I wonder sometimes why I suffer from insomnia. It could be that my mind races and over processes trivial issues into catastrophes. It could be that I rarely lose my cool during business hours and it simply builds up into a midnight battle of wills: my own. Maybe.
Or it could be that Winston, although weighing only fourteen pounds, is a hog. He snores louder than a drunken sailor, kicks like he's in a puppy "Cage Match" ,and needs to be covered: at all times. When you throw in my own desire to be snuggly warm, you'd think it would be a perfect match. No. I go to bed and do the little "jumping jacks" to warm up the sheets. Then I get out the extra blankets and begin layering. I truly need them since Cheech wanders off in the night with most of them (not to mention my pillow). That leaves Winston in the cold...so he begins to root and snort. This in turn, wakes up Birdie. She begins to whine and scratch which arouses Cheech. He throws pillows and huffs. Informing everyone they need to shut the Hell up. I end up naked and cold ... and awake with sleepy hurt feeling. ;) not really that last one...
I still don't know why I suffer? Hmmmm.
Well, we have begun to cage Wee at night also. It makes Birdie do that "Nah-nee-na-nee-boo BOO!" face. Winston pouts mercilessly and snorts even louder. I think he does it on purpose.
But I've been sleeping better, arising at 3 or 4 rather than 1 or 2. It's simple and I like it. But last night was different.
I crawled in bed and did my jumping jacks. I began to hoard my pillows and layer/ hide my blankie stash. I sighed contentedly. Ohhhhh yeah. I love my bed and it loved me right back.

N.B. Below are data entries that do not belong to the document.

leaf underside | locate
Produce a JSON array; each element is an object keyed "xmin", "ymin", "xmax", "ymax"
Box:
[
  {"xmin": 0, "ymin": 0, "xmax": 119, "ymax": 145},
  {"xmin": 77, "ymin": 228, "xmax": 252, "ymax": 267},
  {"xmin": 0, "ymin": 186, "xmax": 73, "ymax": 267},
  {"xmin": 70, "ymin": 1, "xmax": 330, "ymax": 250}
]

Dreams were fabulous and warm. Have you ever been HAPPY while sleeping? Maybe you dream that your happy. Maybe you sense you're dreaming about happy things like birthday cake. I couldn't care less how it happens...I was sleeping and HAPPY about it.
Then my dreams became skewed; warped. There was a sudden jolt: an earthquake perhaps. Or a tsunami. There was an ocean of red and it swelled trying to swallow me. Augh! I was trapped, drowning. It was pitch black but I heard voices! Help! HELP ME! A weight began to trample and pull me down. Ohhhhh Hang on! I'm coming! Wait for me! I'll help you! I swear! But I'm struggling. I can't break free.
"Where are you?" the voice is familiar.
I'm panicking. That IS a good question. "Where AM I" I wonder.
"I don't know!" I have to shout above the surf; the horrible waves. Wind roared in my ears and down my throat trying to stifle my words. Armageddon.
"I can't see you."
"Here! I'm here!"
There is movement near me. I swim toward it, gulping and choking. Safety is near.
"Here. HERE! Don't give up! I'm right here!" my body is tired from swimming. My lungs hurt from trying to breathe. My legs burn from breaking free...
of my dream.
Stupid Winston had busted out of the cage that wasn't properly locked and hopped on the bed. He'd danced across Cheech's man toys (unbelievably waking him) and made a bee line right under the blankets for the crook of my legs. Cheech got up and began to "float the sheets" to find him.
It was 3am.
And so here I am. I hope you read this at a decent hour. G'night.